For many businesses it is inevitable that there will be some network downtime. Upgrading systems, internet service provider issues, hardware problems, and many other factors can contribute to a short- or a long-term loss of network connectivity. While IT professionals do their best to minimize downtime, it is up to business decision-makers to ensure that not only do operations remain smooth during these times, but that no data is lost either. In order to develop a successful business continuity strategy and recover quickly from any issues, there are several steps that a business should take.
Even before a solution is chosen for backup and recovery, a business should examine what tools it needs, and what they will cost. Investing in a service that is inexpensive but doesn’t provide for every contingency that the business needs will result in recovery failure.
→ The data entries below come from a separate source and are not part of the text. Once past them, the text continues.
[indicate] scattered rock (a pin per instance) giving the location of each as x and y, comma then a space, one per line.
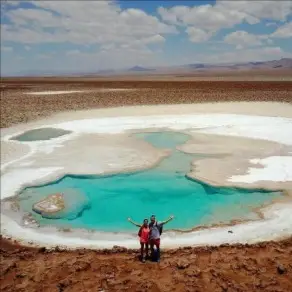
20, 275
42, 249
182, 264
281, 269
118, 249
193, 273
79, 266
29, 221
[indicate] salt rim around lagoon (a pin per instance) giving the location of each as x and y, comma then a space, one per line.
264, 161
54, 92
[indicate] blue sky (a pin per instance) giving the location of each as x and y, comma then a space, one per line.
88, 36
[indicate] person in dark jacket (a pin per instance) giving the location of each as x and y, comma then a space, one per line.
154, 236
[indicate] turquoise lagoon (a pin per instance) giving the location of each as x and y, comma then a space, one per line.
163, 190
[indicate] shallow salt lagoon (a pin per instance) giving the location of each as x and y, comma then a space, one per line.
41, 134
162, 190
Businesses should only choose solutions Only by choosing a solution that meets the needs of the business will a company be able to see any return on investment from the service when disaster strikes.
While hardware-based and online backup methods vary in complexity, it is vital that employees be trained in how to use whichever solution is at hand, whether it requires days or minutes of instruction. Additionally, a business needs to examine whether or not its professionals will need to be retrained after each patch for updated features, or if general operation of the service will remain the same. Employees must be trained in any other services that are bundled with the solution, such as integrated data management, deduplication software, or other options that are included as well, or risk creating problems during the backup and recovery process.
Not only must a business invest in disaster recovery software solutions to ensure that its data is backed up and recoverable, but it must also make sure that the system works properly through thorough and frequent testing. Different solutions offer varying methods, and choosing the best one for the company requires the business to examine how often and efficiently it needs its testing to be.